- Born: May 6, 1869 Baltimore, Maryland
- Died: October 13, 1933 (aged 64) Baltimore, Maryland
- Occupations: Botanist and lichenologist

= Charles Christian Plitt =

American botanist and lichenologist

Charles Christian Plitt (6 May 1869 – 13 October 1933) was a botanist and lichenologist. Species of lichens that have been named in Charles Plitt's honor are: Pyrenula plittii R.C.Harris, Xanthoparmelia plittii (Gyelnk) Hale, and Pertusaria plittiana Erichsen.

Plitt graduated from Baltimore City College with honors, and in 1891 received the Graduate degree in Pharmacy (Ph. G) from the Maryland College of Pharmacy. In 1921, the degree of Doctor of Science was conferred upon him by the International Academy of Science. He lived in Baltimore, Maryland his entire life.

For more than 36 years, Charles Plitt taught botany and general science in the public schools of Baltimore and for his last twenty years at Baltimore City college. During a portion of this time, Plitt served part-time as a member of the research staff of the Maryland College of Pharmacy. Upon becoming chairman of that institution, he gave up teaching in public schools.

Beginning in the 1890s, Plitt became an avid collector of plants and lichens. He led Saturday afternoon trips around the Baltimore area to botanize and instruct others interested in plant identification. He called these botanical excursions "tramps". Plitt kept accurate notes on each of these trips and eventually accumulated enough data to fill 29 volumes. According to The Sun, a Baltimore newspaper, he made 3,153 tramps between 1899 and 1922. (Sipple 1999) These journals are a priceless record of the varied species of plants which once grew in habitats now buried beneath urban landscapes.

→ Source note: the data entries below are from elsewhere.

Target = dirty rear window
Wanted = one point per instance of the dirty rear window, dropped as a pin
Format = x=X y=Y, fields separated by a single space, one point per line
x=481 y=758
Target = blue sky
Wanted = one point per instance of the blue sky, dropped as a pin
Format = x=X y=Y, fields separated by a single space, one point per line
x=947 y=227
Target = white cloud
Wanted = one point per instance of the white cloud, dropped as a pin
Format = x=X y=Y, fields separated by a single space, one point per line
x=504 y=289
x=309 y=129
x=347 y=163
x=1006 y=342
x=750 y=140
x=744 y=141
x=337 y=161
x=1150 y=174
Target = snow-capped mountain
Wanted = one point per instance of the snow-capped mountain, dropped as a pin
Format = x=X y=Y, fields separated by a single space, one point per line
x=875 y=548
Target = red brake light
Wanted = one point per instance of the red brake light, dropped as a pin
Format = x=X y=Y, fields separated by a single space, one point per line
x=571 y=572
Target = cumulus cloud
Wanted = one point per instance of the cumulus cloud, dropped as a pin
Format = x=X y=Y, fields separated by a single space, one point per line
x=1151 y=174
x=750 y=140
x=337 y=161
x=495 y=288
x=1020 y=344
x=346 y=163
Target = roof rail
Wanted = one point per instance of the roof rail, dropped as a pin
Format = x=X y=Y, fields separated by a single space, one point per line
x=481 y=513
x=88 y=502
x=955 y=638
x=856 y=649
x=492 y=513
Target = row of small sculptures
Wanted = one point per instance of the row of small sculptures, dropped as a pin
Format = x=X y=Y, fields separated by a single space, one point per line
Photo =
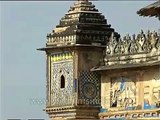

Irwin Murray Brodo, a world authority on the identification and biology of lichens, reported that Plitt had a private collection of over 10,000 lichen specimens. This collection was estimated to be the third largest at the time. (Brodo 2000) In 1908, Plitt gave a talk to the Sullivant Moss Society which was meeting in Baltimore, and a year later published an abstract of this talk in The Bryologist. (Plitt 1908) Apparently some of the specimens that he used for that talk were found by Charlie Davis in little glass boxes in the archives of The Natural History Society of Maryland. After the death of the lichenologist Hermann Edward Hasse and in behalf of the Sullivant Moss Society Plitt edited the exsiccata Lichenes exsiccati ex herb. Dr. H. E. Hasse relicti.